A Sea Turtle Hospital

“An undertaker, please!” comes an urgent voice from the necropsy room. Volunteers rush to help, to carry the lifeless sea turtle on its final journey. “Are we in a horror movie?” wonders one, as the group marches towards the area used as a cemetery. The path is dark, a single flashlight showing the way.


The necropsy results from the dead turtle begin to filter around the hospital. “It had swallowed a fishing line...” Everyone is angry – another of these precious creatures lost because of man’s carelessness. The discussion ends with another order from the camp leader: “Get ready. We are going to release the newborn sea turtles.” 


This is the circle of life and death as it exists at Dekamer, the first – and only – sea turtle hospital in Turkey.


We are in the town of Dalyan, nestled on Turkey’s south-west coast. Here, a few kilometers from the center, lies İztuzu Beach – home to one of the most important sea turtle nesting sites of the Mediterranean. Loggerhead turtles – also known as caretta caretta – and green sea turtles – chelonia mydas – come to breed and lay their eggs here. Just a few hundred meters away is Dekamer, guarding not only this stretch of shoreline but Turkey’s entire Mediterranean coastal area hosting 21 nesting sites.
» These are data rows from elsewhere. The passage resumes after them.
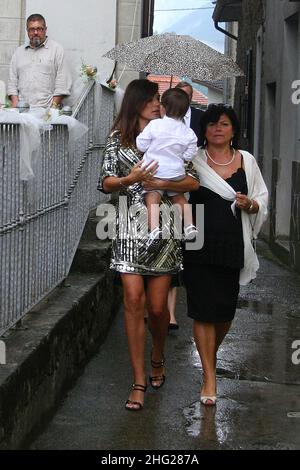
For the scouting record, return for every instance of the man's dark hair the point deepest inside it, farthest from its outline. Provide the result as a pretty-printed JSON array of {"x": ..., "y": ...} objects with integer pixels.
[
  {"x": 213, "y": 114},
  {"x": 176, "y": 103},
  {"x": 35, "y": 17}
]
What distinguishes İztuzu Beach from the other sites is its protected status, prohibiting any construction or lighting on the shoreline. Since the baby sea turtles having hatched from their eggs follow the moonlight to reach to the sea, this status is vital for them, so that they don’t get lost and risk being caught by predators. On this 4.5 km beach, the path is dark for humans, to make it home to turtles. 


Dekamer Center, which has cared for 300 sea turtles - whom only 80 arrived due to natural injures, since it was established in 2009, is founded on four principals - protection, treatment, research and education. A sea turtle’s principal behavior characteristic is that it always returns to nest on the beach where it was born. This means that protecting nesting sites, the eggs that are laid there and the newborn turtles is paramount. It’s the only way to ensure the numbers of these endangered creatures in Mediterranean waters will increase. 


This means visitors are only welcome on İztuzu Beach during the day. It is one of the area’s most popular summer holiday destinations, its crystal waters and endless golden sands delighting tourists.


Then staff and volunteers at the center start their hospital duties – vaccinations and medical treatments, feeding. Necropsies must be performed on any dead sea turtles and the results carefully documented for the center’s records and future research. Some may have swallowed plastic, been hit by boats or injured by fishing hooks. Others - but rarely, may have died from natural causes.


This report is to highlight the fight against the alerting extinction of sea turtles and the challenges faced by those who are part of it.